The major idea is to find collinearity between the data points inactivity and obesity by plotting linear models of the same in order to predict trends in diabetes. Here, as suggested by the professor we are using a top-down approach where we would be backtracking the conclusion to the cause. This kind of a backward mapping method is very beneficial in the data science world today as it is the trends and predictions of data that people are mostly captivated by.

P-value and significance of null Hypothesis

Today I learnt about the concept of P-value which is the probability value to measure the chances of an original event (Null Hypothesis) to occur under the assumption that the null hypothesis is true. If the probability of occurrence of the event falls to a point where the null hypothesis seems insignificant (impossible to occur by chance), then the null hypothesis is rejected. This p value helps measure the statistical significance of the null hypothesis which helps predict the true nature (true or false) of the event. For example, say we have a hypothesis of a fair coin (null hypothesis) and with every toss of the coin we get the outcome as tails, then each time the outcome of the event drops the probability of occurrence and when we reach a significantly low p-value, we say that the chances of that event (tails) to occur is significantly low. Hence, we conclude that the null hypothesis is not true and therefore can be rejected (It is not a fair coin). In a similar way, we can predict the statistical significance of any hypothesis by finding its p-value and if the p value is too low then most probably the null hypothesis is false.

We also learnt about the Breusch-Pagan Test, which assumes the null hypothesis where the data is evenly distributed (homoscedastic). If the p value is significantly low (less than 0.5) then we conclude that the null hypothesis is false and the data is heteroscedastic. I plan on leaning to run the test on a smaller data set using python and then testing the same on our real data.

An insight to Real Data from Real Sources

We started the course lecture discussing the course structure and ventured into the topic for our first project which is Linear regression. I for one like going back to the basics before I can dig deep into a topic so I went back and referred the text. On reading some text, I recognized and recollected that for any kind of analysis using statistical methods, we need to understand the data and connect with it to better familiarize with its nature.  Since the data provided to us is from a real source hence the predictions also need to be done in a more realistic manner instead of just trying to fit it into a simple ideal model.

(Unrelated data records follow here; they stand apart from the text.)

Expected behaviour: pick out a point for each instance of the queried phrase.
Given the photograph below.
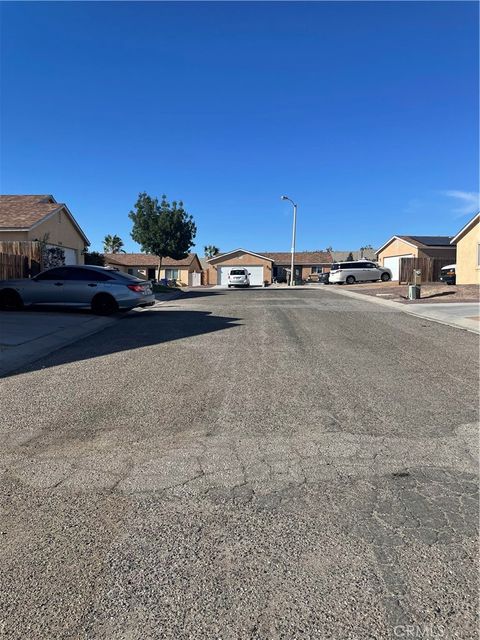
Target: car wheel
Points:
(104, 305)
(10, 300)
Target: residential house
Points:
(467, 241)
(306, 263)
(40, 218)
(390, 254)
(267, 266)
(186, 272)
(366, 254)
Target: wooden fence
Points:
(430, 268)
(19, 259)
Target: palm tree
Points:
(211, 250)
(112, 244)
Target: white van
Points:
(238, 277)
(358, 271)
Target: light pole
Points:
(293, 236)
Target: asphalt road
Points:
(244, 464)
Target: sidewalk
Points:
(461, 315)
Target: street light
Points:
(293, 235)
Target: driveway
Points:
(244, 464)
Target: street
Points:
(244, 464)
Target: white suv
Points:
(358, 271)
(238, 277)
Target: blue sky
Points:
(364, 113)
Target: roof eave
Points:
(466, 228)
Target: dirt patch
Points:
(432, 292)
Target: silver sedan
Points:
(102, 290)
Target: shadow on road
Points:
(135, 331)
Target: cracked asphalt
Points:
(257, 464)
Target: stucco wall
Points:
(183, 272)
(239, 260)
(445, 253)
(14, 235)
(468, 271)
(61, 232)
(397, 248)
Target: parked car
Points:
(358, 271)
(238, 277)
(448, 274)
(101, 289)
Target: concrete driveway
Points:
(244, 465)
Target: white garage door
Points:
(393, 263)
(256, 275)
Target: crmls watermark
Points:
(419, 631)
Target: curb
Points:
(397, 306)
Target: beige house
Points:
(266, 267)
(41, 218)
(468, 252)
(390, 254)
(187, 272)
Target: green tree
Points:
(94, 258)
(211, 250)
(163, 229)
(367, 247)
(112, 244)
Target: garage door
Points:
(256, 275)
(393, 263)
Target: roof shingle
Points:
(22, 212)
(301, 257)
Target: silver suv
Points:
(101, 289)
(238, 277)
(358, 271)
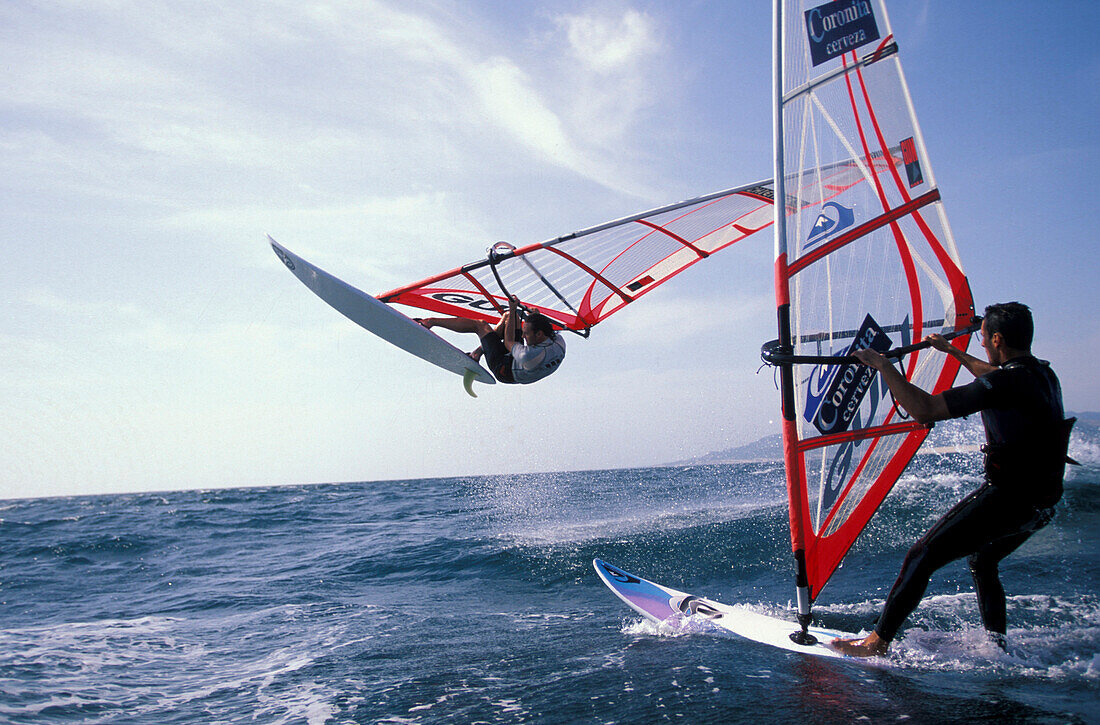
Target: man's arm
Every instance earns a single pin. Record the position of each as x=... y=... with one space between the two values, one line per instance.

What needs to be considered at this point is that the data will have errors and these errors need to be given enough significance to preserve the realistic nature of the data. I learnt about the Linear least squares model given by Karl Gauss which helps calculate the absolute value of the error in values and minimizes it to idealize the data points and plot it into a linear model. However, this model is unstable and hence unreliable. I plan on referring to available data points and plotting individual models at first so I can then move over to finding a correlation between obesity and inactivity to predict the percentage diabetes ahead.